Idols to a whole range of skanky people, annoyers of the authorities and long-standing folk-rock legends Levellers played the Wulfrun last night. If you're not familiar with them, you've probably never been a student or an anarchist or been to the Hippy parts of a festival. You've probably also had a wholesome life. Wherever Levellers go, they and their fans leave a trail of drunken destruction, littered with used swearwords and anarchy/peace symbols. But don't think I'm criticising.

They are excellent live. Supporting them, they had chosen two very different bands, one a skunk band ("it's skiffle/punk, nothing to do with what we smoke or the way we smell") called Hobo Jones and the Junkyard Dogs, who came out and played remarkable homemade instruments in true skiffle style, including a washboard and a wobble-board sounding instrument made from a branch and some elastic.
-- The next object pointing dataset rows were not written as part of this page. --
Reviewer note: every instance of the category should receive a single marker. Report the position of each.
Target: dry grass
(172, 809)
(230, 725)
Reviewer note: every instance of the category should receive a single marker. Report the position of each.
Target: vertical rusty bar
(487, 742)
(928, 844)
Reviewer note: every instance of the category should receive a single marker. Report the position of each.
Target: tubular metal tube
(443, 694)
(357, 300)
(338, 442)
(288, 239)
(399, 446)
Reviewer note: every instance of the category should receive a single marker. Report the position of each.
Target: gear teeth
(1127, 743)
They covered The Clash and Green Day amongst others, got a roadie on stage, and sang a song for "our Prime Minister, who's doing a wonderful job" *makes tosser gesture*, Gordon Is A Moron. They were hilarious, from the facial expressions and in-song dialogue to the 'Mine's a whiskey' taped onto the back of the guitar. The second band were a ska or reggae outfit, Pama International. Think The Specials with a soul singer. It went on a bit long, even though it was decent.

Levellers came on, starting with A Life Less Ordinary, and the crowd went mad. The trouble seemed to be started by a whole host of short bald men. I don't know why it was bald men in particular, but it was, and they were all shorter than me. From the very start, people were drinking huge amounts, so when drunken fighting and shoving ensued, I had been expecting it. The music was ideal for it though - Levellers chose all of their most thumping tracks to play. As well as A Life Less Ordinary, they played One Way, Carry Me, World Freak Show, Behold A Pale Rider, The Riverflow, Beautiful Day, Barrel Of The Gun, Death Loves Youth,The Cholera Well, Before The End, Eyes Wide and probably some more. They did 2 encores, playing right up to the curfew.
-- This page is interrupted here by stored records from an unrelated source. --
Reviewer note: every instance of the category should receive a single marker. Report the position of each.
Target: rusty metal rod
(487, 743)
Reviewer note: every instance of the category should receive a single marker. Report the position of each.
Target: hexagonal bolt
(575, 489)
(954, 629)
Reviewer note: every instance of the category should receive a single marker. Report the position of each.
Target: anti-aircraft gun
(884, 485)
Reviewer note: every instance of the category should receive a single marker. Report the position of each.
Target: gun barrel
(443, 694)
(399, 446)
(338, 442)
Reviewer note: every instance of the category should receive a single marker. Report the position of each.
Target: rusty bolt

At one point the lights went and the room was plunged into darkness, but Levellers played on ('we're willing if you're willing'). A highlight was the merch stall man coming out in full fluorescent make-up and a blue mask, in a skirt, pratting about with his huge digeridoo (no pun intended). A sick bastard did decide to feel up all the girls on the second row, including myself. I think he got a slap once, I elbowed him, and he finally got his comeuppence when he decided to touch up a girl in the very centre, and he got caught in a lot of sweaty blokes moshing and shoving him about, without a girl in sight. I laughed.

It was a good night. I'd definitely say Levellers are one of the best live bands I've seen, though they chose their most similar songs to play. Still, brilliant playing, brilliant songwriting, wonderful lyrics - an example of a band that have stayed outside of the system, and stayed good. Go see them.